Charcoal is the New Black
As I sat down for brunch with friends in The Hamptons, I noticed a four-inch long, black stick floating in a glass pitcher of water on our table. It was hard to miss and I wondered why no one else seemed to be concerned. "What the hell is that?" I asked, pointing. Panicked, everyone stopped talking and looked around. When their gazes followed my pointing finger to the pitcher they visibly relaxed and in unison said "charcoal" and went back to their convos. Ok. Sure. Why not?
Turns out, charcoal is HOT. It's having a moment.
What is "activated" charcoal?
So, before you head outside to your grill there's a few things you need to know about how this works. Common charcoal, or carbon becomes activated when it goes through a heating process (chemical or steam are two common methods). This process allows the charcoal to develop little spaces inside, often referred to as pores.
What makes activated charcoal so special?
Simply put, it's the pores. Those pores that are created during the activation process create TONS of space to trap chemicals and impurities. These pores can absorb tens of thousands times its own weight in toxins.
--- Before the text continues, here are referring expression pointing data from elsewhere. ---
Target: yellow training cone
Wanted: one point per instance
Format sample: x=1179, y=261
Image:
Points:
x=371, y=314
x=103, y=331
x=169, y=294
In fact, activated charcoal has long been known for its medicinal uses like treat poisonings and lower cholesterol. Oh, and it's also developed a reputation as a hangover cure.
Tell me more...
Sure. The activation process creates so much "space" in those pores that one teaspoon of Comme.co's activated coconut charcoal has a surface area of more than 10,000 square feet (that's bigger than one of those McMansions with a waterfall in the backyard).]
What should I use activated charcoal for (other than an accidental poisoning?) And where can I get it.
It's not surprising that activated charcoal has found its way into a wide variety of health and beauty products due its ability to gobble up impurities. These products are dedicated to keeping their products clean and cruelty-free.
- Cocovit packs a punch by including antioxidants like turmeric, ginseng and neem powder into their charcoal face mask. ($38)
- If you're looking to dip your toe into the charcoal waters, head down to your nearest drugstore (I found this line at Target) and pick up a bar of Yes To Tomatoes Activated Charcoal soap. At $5 it's a guilt free experiment. (The line also includes a charcoal cleanser and face mask).
- Natural skin care company, Franklin and Whitman offers an AC and Matcha Green tea product that promises to purify and reduce inflammation. Spruce Hill Face Mask ($25).
- Boston-based company Shamanuti produces a charcoal product that has developed a local cult following. It's Activated Charcoal Cleanser is lauded for its effectiveness as a treatment for inflammation (especially acne, rosacea and eczema). Bonus: it doubles as an excellent shaving cream.